Watch Australia's first new military aircraft in half a century take flight. Boeing's unmanned "Loyal Wingman" accompanies fighter jets into combat

Boeing’s new Loyal Wingman drone has completed its first flight in the Australian outback. The aircraft is designed to accompany fighter jets into combat. The drone is also the first domestically produced Australian military aircraft in more than 50 years.

Last weekend, Boeing and the Royal Australian Air Force reached an important milestone deep in the Outback: the maiden flight of the first new military aircraft designed and manufactured in Australia in more than half a century.

Boeing’s Loyal Wingman drone will act as a test bed for what the aerospace manufacturer calls “air teaming,” or the side-by-side flying of crewed and uncrewed warplanes.

The flight took place on March 1, with a pilot controlling the aircraft remotely from Australia’s Woomera Range Complex. Boeing is working with the Australian government and 35 Australian industry teams to develop the aircraft.

Boeing first unveiled the Loyal Wingman in mock-up form at Australia’s 2019 Avalon air show. Since then, the real aircraft has performed taxi, ground handling, navigation, and control tests, as well as tests of its pilot interface. Boeing claims the aircraft went from design to flight testing in just 3 years, thanks to the use of model-based digital engineering techniques.

During the test flight, the aircraft completed “a successful take-off under its own power before flying a predetermined route at different speeds and altitudes to verify flight functionality and demonstrate the performance of the Airpower Teaming System design,” Boeing says.

The Loyal Wingman concept envisions crewed and uncrewed aircraft flying together on combat missions. The uncrewed aircraft could autonomously fly a mission in support of the crewed aircraft, carrying jamming equipment, sensors, or even air-to-air or air-to-ground weapons.

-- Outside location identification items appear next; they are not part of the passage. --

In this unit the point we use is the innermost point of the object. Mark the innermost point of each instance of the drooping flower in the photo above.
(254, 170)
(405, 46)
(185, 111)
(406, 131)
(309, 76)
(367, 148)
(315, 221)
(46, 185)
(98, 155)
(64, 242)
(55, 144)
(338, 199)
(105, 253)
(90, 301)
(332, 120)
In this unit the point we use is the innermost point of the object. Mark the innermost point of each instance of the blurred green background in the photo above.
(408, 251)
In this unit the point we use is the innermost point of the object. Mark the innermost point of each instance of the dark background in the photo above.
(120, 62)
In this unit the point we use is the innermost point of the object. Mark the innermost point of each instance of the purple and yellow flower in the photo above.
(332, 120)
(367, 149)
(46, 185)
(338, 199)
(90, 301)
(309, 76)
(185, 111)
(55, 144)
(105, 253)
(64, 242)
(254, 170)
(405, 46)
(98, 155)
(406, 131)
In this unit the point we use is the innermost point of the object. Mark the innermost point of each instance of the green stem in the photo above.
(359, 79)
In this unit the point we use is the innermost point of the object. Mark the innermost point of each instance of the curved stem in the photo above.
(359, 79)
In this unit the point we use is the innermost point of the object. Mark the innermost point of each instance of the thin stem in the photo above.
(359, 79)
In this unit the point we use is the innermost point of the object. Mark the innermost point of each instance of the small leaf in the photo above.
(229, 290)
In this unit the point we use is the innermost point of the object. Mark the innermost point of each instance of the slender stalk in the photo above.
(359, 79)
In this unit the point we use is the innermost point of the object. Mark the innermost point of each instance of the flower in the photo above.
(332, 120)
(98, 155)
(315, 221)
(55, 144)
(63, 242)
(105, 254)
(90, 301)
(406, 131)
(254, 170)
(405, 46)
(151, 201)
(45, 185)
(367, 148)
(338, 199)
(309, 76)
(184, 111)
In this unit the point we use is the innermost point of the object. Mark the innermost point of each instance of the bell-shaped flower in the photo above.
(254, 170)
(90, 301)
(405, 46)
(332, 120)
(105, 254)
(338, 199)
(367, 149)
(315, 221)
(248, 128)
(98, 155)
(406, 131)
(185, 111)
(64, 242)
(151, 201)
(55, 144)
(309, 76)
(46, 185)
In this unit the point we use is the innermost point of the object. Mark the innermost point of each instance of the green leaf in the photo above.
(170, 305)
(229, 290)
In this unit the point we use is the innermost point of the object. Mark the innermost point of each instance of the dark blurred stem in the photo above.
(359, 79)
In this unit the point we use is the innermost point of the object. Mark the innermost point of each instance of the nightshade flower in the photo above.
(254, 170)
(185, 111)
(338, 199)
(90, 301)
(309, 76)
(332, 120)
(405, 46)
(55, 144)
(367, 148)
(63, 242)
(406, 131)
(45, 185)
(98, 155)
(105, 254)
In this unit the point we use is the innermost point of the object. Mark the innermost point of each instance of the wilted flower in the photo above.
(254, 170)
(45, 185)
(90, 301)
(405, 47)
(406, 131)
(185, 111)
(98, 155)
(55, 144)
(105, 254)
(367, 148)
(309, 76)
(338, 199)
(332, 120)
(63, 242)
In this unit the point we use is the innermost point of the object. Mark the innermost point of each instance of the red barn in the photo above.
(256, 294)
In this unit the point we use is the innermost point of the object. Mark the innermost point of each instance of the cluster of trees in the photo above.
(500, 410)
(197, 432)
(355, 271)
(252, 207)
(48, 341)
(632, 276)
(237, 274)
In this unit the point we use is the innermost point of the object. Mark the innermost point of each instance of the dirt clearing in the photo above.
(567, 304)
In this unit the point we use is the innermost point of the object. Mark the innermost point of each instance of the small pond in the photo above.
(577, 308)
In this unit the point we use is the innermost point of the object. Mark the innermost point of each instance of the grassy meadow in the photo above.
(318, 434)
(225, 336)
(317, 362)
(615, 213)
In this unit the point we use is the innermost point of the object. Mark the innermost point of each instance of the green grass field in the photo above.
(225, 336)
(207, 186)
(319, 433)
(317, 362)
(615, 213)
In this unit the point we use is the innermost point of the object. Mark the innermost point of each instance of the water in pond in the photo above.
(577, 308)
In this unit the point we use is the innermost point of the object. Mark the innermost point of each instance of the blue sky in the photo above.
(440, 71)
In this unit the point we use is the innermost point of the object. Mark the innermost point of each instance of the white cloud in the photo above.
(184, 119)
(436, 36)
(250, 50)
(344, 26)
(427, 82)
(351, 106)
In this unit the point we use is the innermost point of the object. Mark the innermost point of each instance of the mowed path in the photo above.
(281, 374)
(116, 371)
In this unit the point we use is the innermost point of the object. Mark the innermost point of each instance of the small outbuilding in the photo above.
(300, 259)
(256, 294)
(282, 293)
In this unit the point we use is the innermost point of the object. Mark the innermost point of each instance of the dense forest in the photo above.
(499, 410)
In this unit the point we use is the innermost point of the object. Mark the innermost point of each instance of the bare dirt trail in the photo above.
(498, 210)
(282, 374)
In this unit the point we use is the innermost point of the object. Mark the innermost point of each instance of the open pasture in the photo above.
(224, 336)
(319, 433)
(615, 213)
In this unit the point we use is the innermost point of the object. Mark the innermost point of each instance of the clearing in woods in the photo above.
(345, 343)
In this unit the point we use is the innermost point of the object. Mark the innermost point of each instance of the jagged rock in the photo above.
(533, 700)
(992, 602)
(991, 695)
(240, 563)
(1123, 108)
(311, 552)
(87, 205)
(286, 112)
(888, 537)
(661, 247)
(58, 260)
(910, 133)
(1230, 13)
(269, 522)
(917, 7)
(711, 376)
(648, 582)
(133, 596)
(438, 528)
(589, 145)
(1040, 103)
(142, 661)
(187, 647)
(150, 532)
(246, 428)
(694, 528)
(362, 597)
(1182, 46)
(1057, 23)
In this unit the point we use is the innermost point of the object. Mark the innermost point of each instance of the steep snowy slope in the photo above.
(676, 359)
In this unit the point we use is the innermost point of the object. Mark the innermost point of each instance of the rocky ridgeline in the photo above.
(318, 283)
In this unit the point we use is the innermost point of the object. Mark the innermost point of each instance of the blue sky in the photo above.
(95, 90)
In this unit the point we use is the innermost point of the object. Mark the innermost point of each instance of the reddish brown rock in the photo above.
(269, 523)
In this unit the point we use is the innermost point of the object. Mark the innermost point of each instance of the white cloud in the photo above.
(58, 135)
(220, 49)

An uncrewed drone could act as the eyes and ears of a fighter jet, allowing the crewed jet to turn off its radar and thus make it more difficult to detect. The drone could also fly ahead of a crewed fighter, hunting surface-to-air missile systems and clearing the way for jets with humans inside. Two drones could also act as flying magazines, with crewed jets directing them to launch missiles and bombs against targets.

Boeing Australia will build four Loyal Wingman prototypes and use their data to advance its air teaming program. It’s not clear if Loyal Wingman will become an operational system at this point, though Boeing hints it can already carry unspecified payloads.